O tabagismo também pode causar ou contribuir para osteoporose secundária. O consumo excessivo de álcool ou cafeína e o tabagismo podem piorar a osteoporose pré-existente, mas improvavelmente a causam.

Osteoporose idiopática

A osteoporose idiopática é um tipo raro de osteoporose. A palavra idiopática significa simplesmente que a causa é desconhecida. Esse tipo de osteoporose ocorre em mulheres na pré-menopausa, em homens com menos de 50 anos e em crianças e adolescentes que têm níveis normais de hormônios, níveis normais de vitamina D e nenhuma razão óbvia para terem ossos fracos.

Sintomas da osteoporose

No início, a osteoporose não causa sintomas, pois a perda da densidade óssea ocorre muito gradualmente. Algumas pessoas nunca desenvolvem sintomas. Contudo, quando a osteoporose causa a quebra de ossos (fraturas), as pessoas podem sentir dor dependendo do tipo de fratura. As fraturas tendem a consolidar lentamente em pessoas com osteoporose e podem resultar em deformidades, como uma coluna encurvada.

Fraturas por compressão vertebral (fraturas de vértebras da coluna vertebral) podem ocorrer em pessoas que têm qualquer tipo de osteoporose. Estas fraturas são as fraturas mais comuns relacionadas à osteoporose. As vértebras enfraquecidas podem quebrar espontaneamente ou após uma pequena lesão. A maioria dessas fraturas por compressão vertebral não causam dor.

No entanto, pode se desenvolver dor, que, geralmente, começa repentinamente, permanece em uma determinada área das costas e piora quando a pessoa se levanta ou anda. A área pode ficar sensível. Normalmente, a dor e a sensibilidade começam a desaparecer gradualmente após uma semana. No entanto, a dor persistente pode durar meses ou ser constante.

Diagnóstico de osteoporose

  • Exame de densidade óssea;
  • Nível de vitamina D;
  • Exames para causas de osteoporose secundária.

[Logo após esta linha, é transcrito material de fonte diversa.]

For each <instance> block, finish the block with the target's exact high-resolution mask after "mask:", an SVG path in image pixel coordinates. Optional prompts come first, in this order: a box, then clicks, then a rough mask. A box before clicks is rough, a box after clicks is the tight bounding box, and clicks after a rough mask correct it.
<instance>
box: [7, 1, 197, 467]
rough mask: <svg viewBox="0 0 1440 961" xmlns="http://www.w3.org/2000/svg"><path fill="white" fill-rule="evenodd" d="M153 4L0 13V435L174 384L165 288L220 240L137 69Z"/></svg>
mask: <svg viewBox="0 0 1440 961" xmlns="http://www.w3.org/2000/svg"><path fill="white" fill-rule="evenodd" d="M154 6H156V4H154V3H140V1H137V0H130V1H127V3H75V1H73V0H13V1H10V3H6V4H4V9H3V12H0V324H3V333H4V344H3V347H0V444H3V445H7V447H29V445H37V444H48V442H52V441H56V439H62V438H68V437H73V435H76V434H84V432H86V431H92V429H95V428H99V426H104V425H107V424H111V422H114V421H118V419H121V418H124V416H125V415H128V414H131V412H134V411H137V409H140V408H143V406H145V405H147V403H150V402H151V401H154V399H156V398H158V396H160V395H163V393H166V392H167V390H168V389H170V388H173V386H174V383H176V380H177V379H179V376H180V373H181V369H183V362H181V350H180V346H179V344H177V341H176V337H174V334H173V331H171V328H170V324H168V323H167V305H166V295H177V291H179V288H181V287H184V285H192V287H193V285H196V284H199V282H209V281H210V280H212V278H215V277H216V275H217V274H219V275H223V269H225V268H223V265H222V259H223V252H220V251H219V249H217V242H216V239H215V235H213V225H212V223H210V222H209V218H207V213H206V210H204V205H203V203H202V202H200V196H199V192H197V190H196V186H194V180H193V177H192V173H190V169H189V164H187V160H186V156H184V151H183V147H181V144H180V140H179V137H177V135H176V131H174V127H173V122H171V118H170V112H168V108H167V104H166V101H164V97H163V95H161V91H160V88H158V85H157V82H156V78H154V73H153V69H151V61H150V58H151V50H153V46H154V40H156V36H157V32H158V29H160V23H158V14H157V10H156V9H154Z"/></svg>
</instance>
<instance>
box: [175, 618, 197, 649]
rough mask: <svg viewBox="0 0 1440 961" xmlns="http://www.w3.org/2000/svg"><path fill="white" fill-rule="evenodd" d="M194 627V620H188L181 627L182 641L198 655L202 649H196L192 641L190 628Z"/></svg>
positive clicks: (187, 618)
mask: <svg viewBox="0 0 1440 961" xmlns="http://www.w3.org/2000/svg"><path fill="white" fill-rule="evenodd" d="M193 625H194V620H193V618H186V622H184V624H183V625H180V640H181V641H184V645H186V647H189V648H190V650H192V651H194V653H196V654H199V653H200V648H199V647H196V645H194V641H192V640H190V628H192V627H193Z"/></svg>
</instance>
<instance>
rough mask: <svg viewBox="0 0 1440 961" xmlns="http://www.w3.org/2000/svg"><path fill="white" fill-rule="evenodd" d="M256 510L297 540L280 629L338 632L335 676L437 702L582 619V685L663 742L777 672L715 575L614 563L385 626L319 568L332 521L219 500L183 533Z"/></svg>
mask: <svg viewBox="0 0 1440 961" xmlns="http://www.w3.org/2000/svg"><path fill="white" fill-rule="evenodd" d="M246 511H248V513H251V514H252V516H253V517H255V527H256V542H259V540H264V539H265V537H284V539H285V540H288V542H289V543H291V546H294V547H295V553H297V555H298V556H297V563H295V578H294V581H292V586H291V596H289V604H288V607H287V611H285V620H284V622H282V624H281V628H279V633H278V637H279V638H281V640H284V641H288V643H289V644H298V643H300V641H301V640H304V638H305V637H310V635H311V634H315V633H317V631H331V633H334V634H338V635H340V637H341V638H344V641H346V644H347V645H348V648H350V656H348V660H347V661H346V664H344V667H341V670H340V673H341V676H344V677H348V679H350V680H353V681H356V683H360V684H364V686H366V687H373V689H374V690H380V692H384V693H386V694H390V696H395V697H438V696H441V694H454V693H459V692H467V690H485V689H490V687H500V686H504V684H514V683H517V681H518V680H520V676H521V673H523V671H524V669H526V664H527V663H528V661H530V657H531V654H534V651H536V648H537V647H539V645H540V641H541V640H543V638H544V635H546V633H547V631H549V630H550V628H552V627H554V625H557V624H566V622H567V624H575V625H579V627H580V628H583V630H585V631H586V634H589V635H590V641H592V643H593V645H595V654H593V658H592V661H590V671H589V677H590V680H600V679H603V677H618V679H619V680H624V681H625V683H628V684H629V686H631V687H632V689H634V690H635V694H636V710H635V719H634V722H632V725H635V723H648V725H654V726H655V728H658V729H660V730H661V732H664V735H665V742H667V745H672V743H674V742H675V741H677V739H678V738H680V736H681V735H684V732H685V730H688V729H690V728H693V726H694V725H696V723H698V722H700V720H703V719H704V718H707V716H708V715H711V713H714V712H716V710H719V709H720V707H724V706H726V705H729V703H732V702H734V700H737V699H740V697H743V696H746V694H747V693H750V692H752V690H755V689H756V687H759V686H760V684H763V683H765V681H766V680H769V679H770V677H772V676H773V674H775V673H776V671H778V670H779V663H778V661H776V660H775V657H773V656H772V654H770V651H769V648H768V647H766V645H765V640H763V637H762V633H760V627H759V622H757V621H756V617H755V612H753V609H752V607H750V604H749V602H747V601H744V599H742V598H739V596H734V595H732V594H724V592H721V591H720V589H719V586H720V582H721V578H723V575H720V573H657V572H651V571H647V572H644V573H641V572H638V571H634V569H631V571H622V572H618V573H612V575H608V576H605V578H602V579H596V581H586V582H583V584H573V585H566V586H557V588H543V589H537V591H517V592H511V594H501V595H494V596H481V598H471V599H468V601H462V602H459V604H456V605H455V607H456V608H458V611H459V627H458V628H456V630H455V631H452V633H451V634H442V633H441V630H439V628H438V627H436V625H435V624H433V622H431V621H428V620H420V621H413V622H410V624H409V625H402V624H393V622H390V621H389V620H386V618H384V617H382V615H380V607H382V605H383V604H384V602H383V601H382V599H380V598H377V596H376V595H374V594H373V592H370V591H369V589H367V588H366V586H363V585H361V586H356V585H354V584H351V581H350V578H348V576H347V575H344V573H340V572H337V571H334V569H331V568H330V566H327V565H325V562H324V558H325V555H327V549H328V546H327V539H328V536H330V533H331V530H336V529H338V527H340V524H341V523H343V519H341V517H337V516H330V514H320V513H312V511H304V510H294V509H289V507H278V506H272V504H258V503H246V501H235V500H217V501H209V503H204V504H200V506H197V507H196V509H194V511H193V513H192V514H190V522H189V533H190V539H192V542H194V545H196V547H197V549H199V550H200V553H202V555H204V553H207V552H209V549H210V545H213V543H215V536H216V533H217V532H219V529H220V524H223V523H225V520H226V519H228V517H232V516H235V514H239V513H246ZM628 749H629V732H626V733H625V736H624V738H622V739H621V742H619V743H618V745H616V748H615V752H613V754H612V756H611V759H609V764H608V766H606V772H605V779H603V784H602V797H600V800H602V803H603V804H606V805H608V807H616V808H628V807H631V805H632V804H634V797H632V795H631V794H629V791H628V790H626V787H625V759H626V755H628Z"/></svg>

O médico pode suspeitar de osteoporose nas seguintes pessoas:

  • Todas as mulheres com 65 anos ou mais;
  • Mulheres entre a menopausa e 65 anos que apresentam fatores de risco para osteoporose;
  • Todos os homens e mulheres que tiveram uma fratura anterior causada por pouca ou nenhuma força, mesmo que a fratura tenha ocorrido quando jovem;
  • Adultos com idade a partir de 65 anos com dores nas costas ou perda de, pelo menos, cerca de 3 centímetros de altura do corpo sem explicação;
  • Pessoas cujos ossos parecem finos na radiografia ou cuja radiografia mostre fraturas por compressão vertebral;
  • Pessoas com risco de desenvolver osteoporose secundária;

Em caso de suspeita de osteoporose em que uma radiografia não tiver sido feita, esta pode ser solicitada pelo médico. Certos achados na radiografia sugerem osteoporose, mas o diagnóstico de osteoporose é confirmado pelo exame de densidade óssea.